What are the values that make it unique?

Almabani was established in 1972, so it has a rich history and heritage and it has kept true to the legacy of its three founding members: the late Sheik Kamal Adham, the late Fouad Rizk and our current Chairman, Nehme Tohme.

We are a family-owned construction company, and although we have a workforce of over 17,000 employees, we try to make each team member feel and recognize that he or she is an important part of our fabric and structure. Our corporate culture is important to us, especially in this new age of technology where we see less direct human contact. We invest in our people being our prime asset, by continuously sponsoring training programs to existing employees and by hiring fresh graduates, both Saudi Nationals and foreigners that shine in their chosen field of expertise.

We determine what needs to be done to grow the business while maintaining state of the art workspaces and attractive company incentives. The culture of our workspace has to resonate emotionally with each employee and that’s what makes our company successful and somehow unique.

Having started as the effects of the global financial crisis were being felt across the globe, what challenges did you face at the time?

I was fortunate to join the team in early 2008 after having worked for 10 years in the oil and gas industry. That year was not only a turning point in my life but also a turning point in the region. World oil prices rose from $50 per barrel in early 2007 to $140 per barrel in the summer of 2008, before falling to $40 per barrel by the end of that year. As a result, every oil-based economy and industry had to adjust and this was an opportunity for me to share my knowledge and experience in Almabani on how best to restructure the company in order to adapt to the changing market conditions.

We carefully restructured the operation by identifying areas of savings and redundancies, and investing in our human element, which is our company’s assets and know how. We concentrated our expertise in a selective spectrum of EPC (engineering procurement and construction) specialties. We further doubled our company’s capital from 50 million to 100 million Saudi Riyals in 2010 from our returned earnings to assure company stability and market trust.

Can you tell us a little about your current projects? How much are they worth in total? What are the biggest projects?

Currently we have a backlog of about $1.7 billion. We are currently engaged in executing several airport projects and we are heavily invested in the Riyadh Metro project line 1 & 2 in joint venture with Bechtel, CCC and Siemens.

What are the challenges you face in overseeing such a diverse portfolio?

Being an EPC contractor, we face many challenges on a daily basis. Each project is different to the other, you have to manage different project teams in different locations with different environmental challenges and different contract conditions.
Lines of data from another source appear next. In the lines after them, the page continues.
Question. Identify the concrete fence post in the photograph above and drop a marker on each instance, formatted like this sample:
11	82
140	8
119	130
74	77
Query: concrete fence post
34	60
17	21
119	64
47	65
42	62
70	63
You have to treat each project as a company on its own. This is why we have stringent company covenants, policies and procedures with an integrated ERP system to channel and standardize our day to day activities.

Saudi Arabia appears to be going through a transformational period. How do you foresee the Kingdom’s ongoing development affecting business?

With the Kingdom’s ambitious Vision 2030 well under way, we are very excited and optimistic. We are aligning Almabani to conform with the requirements needed and it would bring us great pride to hopefully play a part in it.

What future opportunities are you currently exploring? Do you have plans to venture into any new sectors?

The construction business is changing faster than ever and is becoming much more competitive, with projects being taken at cut throat prices.  We are constantly trying to add value to our customers, both technically and financially by bringing in innovative solutions and looking at financial engineering options that could help leverage our clients’ financial exposure. Furthermore, and in line with the Kingdoms Vision 2030 and the reduction on oil dependency, we are studying at venturing into renewable energy from the design to the production stage. These are truly exciting times and I am very optimistic for the future.